Multi-beam Energy Moments of Multibeam Particle Velocity Distributions

TL;DR

This paper introduces a generalized approach to calculating energy moments of multibeam particle velocity distributions, addressing limitations of standard methods that assume a single mean flow, with applications to space plasma measurements.

Contribution

It develops multibeam energy moments that accurately represent multibeam distributions, improving analysis of particle velocity data in space physics.

Findings

Multibeam moments avoid false thermal energy in multibeam distributions.

Application to sum of tri-Maxwellians demonstrates the method's effectiveness.

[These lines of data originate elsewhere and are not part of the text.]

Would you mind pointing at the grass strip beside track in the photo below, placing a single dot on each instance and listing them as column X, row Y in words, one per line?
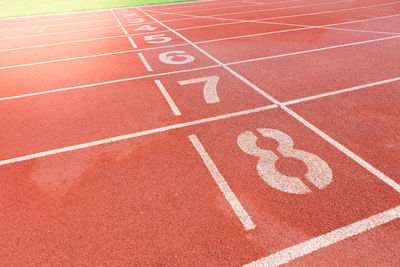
column 17, row 8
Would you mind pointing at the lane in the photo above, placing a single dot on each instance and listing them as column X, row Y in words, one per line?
column 120, row 204
column 92, row 202
column 302, row 75
column 231, row 30
column 49, row 22
column 387, row 24
column 283, row 43
column 338, row 17
column 314, row 9
column 6, row 33
column 98, row 69
column 45, row 122
column 124, row 198
column 366, row 121
column 360, row 250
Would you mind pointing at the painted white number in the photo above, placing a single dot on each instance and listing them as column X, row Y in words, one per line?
column 145, row 28
column 175, row 57
column 318, row 172
column 157, row 39
column 130, row 15
column 210, row 87
column 135, row 20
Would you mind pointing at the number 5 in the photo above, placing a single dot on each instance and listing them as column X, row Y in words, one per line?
column 157, row 39
column 168, row 57
column 210, row 88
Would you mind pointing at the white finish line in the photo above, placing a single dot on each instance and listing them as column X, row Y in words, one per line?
column 309, row 246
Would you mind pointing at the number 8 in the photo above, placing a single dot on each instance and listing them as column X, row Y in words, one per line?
column 318, row 172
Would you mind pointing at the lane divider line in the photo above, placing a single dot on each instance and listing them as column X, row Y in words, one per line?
column 322, row 241
column 132, row 135
column 223, row 185
column 397, row 35
column 104, row 83
column 145, row 63
column 384, row 178
column 124, row 30
column 180, row 125
column 168, row 98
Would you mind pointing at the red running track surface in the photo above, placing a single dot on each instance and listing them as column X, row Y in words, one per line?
column 221, row 132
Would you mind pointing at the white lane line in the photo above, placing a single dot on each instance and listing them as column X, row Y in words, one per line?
column 196, row 2
column 124, row 30
column 397, row 35
column 132, row 135
column 267, row 21
column 362, row 20
column 46, row 20
column 60, row 24
column 162, row 129
column 267, row 9
column 312, row 50
column 341, row 91
column 322, row 241
column 223, row 185
column 132, row 42
column 91, row 56
column 168, row 98
column 104, row 83
column 224, row 7
column 384, row 178
column 323, row 135
column 326, row 12
column 145, row 63
column 114, row 36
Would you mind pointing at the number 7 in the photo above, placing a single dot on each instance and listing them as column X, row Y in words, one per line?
column 210, row 88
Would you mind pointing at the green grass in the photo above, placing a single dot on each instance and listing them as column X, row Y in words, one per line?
column 16, row 8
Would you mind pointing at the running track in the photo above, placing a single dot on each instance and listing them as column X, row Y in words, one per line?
column 207, row 133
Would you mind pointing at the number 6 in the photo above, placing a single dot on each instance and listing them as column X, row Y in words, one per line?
column 168, row 57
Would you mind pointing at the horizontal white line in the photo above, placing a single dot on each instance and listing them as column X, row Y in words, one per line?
column 362, row 20
column 272, row 9
column 47, row 21
column 99, row 10
column 91, row 56
column 104, row 83
column 201, row 42
column 299, row 100
column 114, row 36
column 323, row 135
column 381, row 176
column 215, row 118
column 332, row 11
column 208, row 9
column 309, row 246
column 223, row 185
column 313, row 50
column 61, row 24
column 133, row 135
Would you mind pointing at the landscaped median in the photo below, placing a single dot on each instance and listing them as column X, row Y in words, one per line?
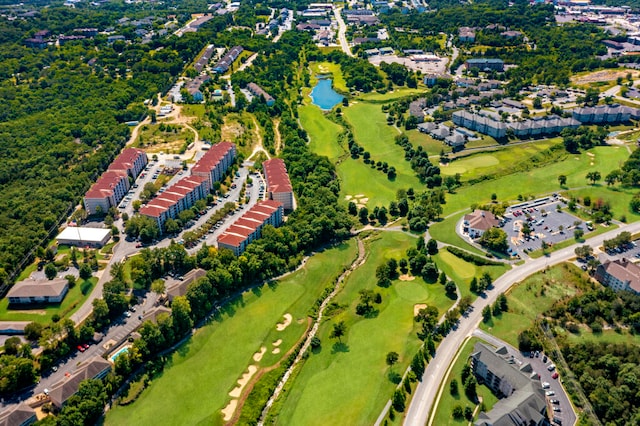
column 250, row 334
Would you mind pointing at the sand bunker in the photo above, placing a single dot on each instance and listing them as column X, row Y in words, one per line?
column 242, row 382
column 258, row 355
column 287, row 320
column 229, row 409
column 417, row 308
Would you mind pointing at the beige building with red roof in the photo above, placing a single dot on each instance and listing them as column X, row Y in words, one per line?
column 112, row 186
column 619, row 275
column 278, row 184
column 477, row 223
column 249, row 226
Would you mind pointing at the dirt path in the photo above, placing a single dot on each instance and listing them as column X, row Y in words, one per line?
column 359, row 261
column 258, row 147
column 276, row 131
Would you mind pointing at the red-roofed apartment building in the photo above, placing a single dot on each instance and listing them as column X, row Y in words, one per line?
column 178, row 197
column 248, row 228
column 215, row 162
column 182, row 195
column 278, row 184
column 113, row 185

Undecomposed moments are independent of the moment calculation approach.

Abstract

High resolution electron and ion velocity distributions, f(v), which consist of N effectively disjoint beams, have been measured by NASA's Magnetospheric Multi-Scale Mission (MMS) observatories and in reconnection simulations. Commonly used standard velocity moments generally assume a single mean-flow-velocity for the entire distribution, which can lead to counterintuitive results for a multibeam f(v). An example is the (false) standard thermal energy moment of a pair of equal and opposite cold particle beams, which is nonzero even though each beam has zero thermal energy. By contrast, a multibeam moment of two or more beams has no false thermal energy. A multibeam moment is obtained by taking a standard moment of each beam and then summing over beams. In this paper we will generalize these notions, explore their consequences and apply them to an f(v) which is sum of tri-Maxwellians. Both standard and multibeam energy moments have coherent and incoherent forms. Examples of incoherent moments are the thermal energy density, the pressure and the thermal energy flux (enthalpy flux plus heat flux). Corresponding coherent moments are the bulk kinetic energy density, the RAM pressure and the bulk kinetic energy flux. The false part of an incoherent moment is defined as the difference between the standard incoherent moment and the corresponding multibeam moment. The sum of a pair of corresponding coherent and incoherent moments will be called the undecomposed moment. Undecomposed moments are independent of whether the sum is standard or multibeam and therefore have advantages when studying moments of measured f(v).